Physiological function of NEAT1 and paraspeckles

NEAT1 is differentially expressed during the differentiation of several precursor cells and may control these processes. The expressions of both NEAT1_1 and NEAT1_2 are upregulated during the differentiation of murine myoblasts to myotubes, leading to increases in the number and size of paraspeckles in the myotube nuclei (Sunwoo et al. 2009). In addition, the bovine orthologue of NEAT1 also demonstrates increased expression during muscle development in cattle (Lehnert et al. 2007). During the differentiation of mouse neural stem cells, NEAT1 is downregulated in the progenitor cells for neurons and oligodendrocytes, and its expression increases again during the specification and maturation of neurons and oligodendrocytes (Mercer et al. 2010). As mentioned above, NEAT1 is not expressed in human embryonic stem cells; it is only expressed after differentiation into trophoblasts. However, the target transcripts regulated by NEAT1 in these model systems remain unknown.

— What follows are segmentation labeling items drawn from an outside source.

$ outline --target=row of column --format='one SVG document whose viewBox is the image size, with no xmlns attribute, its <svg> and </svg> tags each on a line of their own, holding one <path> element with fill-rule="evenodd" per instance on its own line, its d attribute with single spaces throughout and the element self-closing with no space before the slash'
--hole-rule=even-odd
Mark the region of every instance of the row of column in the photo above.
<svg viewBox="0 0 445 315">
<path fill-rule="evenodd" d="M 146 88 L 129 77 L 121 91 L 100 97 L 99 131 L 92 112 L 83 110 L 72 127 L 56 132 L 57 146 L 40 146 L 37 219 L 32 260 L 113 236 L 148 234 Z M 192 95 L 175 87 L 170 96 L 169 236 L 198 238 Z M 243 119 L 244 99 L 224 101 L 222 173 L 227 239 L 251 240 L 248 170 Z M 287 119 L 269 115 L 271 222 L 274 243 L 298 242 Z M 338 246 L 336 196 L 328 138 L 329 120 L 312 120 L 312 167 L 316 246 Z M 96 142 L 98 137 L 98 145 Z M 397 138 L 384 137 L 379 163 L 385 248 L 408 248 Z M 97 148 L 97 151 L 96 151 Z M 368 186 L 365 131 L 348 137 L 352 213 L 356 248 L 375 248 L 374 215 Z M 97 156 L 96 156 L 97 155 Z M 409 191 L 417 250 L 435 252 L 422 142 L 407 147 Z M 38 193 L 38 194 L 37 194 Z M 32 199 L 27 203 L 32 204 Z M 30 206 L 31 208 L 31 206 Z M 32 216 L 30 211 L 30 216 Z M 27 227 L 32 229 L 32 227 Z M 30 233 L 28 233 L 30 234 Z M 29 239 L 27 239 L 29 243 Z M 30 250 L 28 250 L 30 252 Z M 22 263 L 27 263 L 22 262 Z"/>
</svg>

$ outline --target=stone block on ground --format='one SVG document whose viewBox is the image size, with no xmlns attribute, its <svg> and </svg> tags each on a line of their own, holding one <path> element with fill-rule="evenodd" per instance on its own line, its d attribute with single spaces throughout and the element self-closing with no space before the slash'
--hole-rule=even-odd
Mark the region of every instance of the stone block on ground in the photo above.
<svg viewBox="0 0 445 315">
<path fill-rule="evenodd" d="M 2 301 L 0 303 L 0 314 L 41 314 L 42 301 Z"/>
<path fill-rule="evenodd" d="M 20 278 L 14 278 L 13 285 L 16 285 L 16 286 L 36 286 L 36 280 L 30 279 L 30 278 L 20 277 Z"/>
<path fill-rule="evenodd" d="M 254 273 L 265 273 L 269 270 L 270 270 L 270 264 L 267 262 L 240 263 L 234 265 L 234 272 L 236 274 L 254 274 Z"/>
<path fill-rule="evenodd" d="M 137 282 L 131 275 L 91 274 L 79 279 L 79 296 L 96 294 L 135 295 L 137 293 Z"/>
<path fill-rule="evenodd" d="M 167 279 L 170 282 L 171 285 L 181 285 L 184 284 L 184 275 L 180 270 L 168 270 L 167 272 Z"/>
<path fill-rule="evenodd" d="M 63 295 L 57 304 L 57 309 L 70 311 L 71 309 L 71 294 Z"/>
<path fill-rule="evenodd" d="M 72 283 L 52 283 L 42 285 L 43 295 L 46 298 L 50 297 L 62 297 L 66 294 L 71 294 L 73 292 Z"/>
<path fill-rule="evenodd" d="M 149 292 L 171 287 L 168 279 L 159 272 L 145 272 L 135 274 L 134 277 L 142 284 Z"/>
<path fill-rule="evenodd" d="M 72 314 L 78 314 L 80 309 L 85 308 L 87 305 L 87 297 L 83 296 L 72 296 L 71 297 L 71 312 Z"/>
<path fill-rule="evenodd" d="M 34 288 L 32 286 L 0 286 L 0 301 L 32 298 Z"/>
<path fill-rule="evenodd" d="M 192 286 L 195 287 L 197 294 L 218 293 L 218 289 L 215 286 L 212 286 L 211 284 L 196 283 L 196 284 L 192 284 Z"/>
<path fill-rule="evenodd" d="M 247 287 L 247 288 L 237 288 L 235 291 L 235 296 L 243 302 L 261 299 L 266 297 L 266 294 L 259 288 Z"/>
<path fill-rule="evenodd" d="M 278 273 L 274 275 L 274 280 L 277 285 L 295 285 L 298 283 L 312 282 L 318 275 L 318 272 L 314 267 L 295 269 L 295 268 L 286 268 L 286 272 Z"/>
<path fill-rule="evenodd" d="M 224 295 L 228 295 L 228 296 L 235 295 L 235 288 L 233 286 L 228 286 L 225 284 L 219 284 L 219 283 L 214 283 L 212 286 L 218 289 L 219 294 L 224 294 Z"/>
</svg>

All of the studies described above are supported by evidence from experiments using cell cultures, whereas the physiological roles of NEAT1 and paraspeckles in whole organisms are still unclear. A detailed in situ hybridization analysis of NEAT1 expression in different mouse tissues showed that NEAT1_1 is ubiquitously expressed, but NEAT1_2 was restricted to specific subpopulations of cells within individual tissues (Nakagawa et al. 2011). In agreement with the studies conducted using cell cultures, paraspeckles are only observed in cells that have a high level of NEAT1_2 (Nakagawa et al. 2011). Surprisingly, NEAT1 knock-out mice are viable, fertile, and show no obvious phenotype. Even in tissues containing cells that have a high expression level of NEAT1_2, the tissue integrity is not affected by the absence of NEAT1 (Nakagawa et al. 2011). This suggests that the expression of NEAT1 and the formation of paraspeckles are not essential for mice living under laboratory conditions. The induction of NEAT1_2 transcription and the formation of paraspeckles may only occur under specific conditions, for example, in response to a specific stimulus or stress. This idea is supported by a study demonstrating that the expression of NEAT1 is induced in the central nervous system after viral infection and is also increased in patients with frontotemporal lobar degeneration (FTLD) (Saha et al. 2006; Tollervey et al. 2011). The mechanism by which the expression of NEAT1 is induced and how the formation of paraspeckles is initiated in vivo remains currently unknown. Interestingly, NEAT1 is supposedly transcribed in mouse embryonic stem cells, as its gene locus contains histone H3 subunits that are trimethylated at lysine 36, a histone marker that is associated with active transcription (Mikkelsen et al. 2007); however, the expression of NEAT1 is not detected in these cells (Nakagawa et al. 2011). This suggests that NEAT1 expression is regulated post-transcriptionally, at least in mouse embryonic stem cells.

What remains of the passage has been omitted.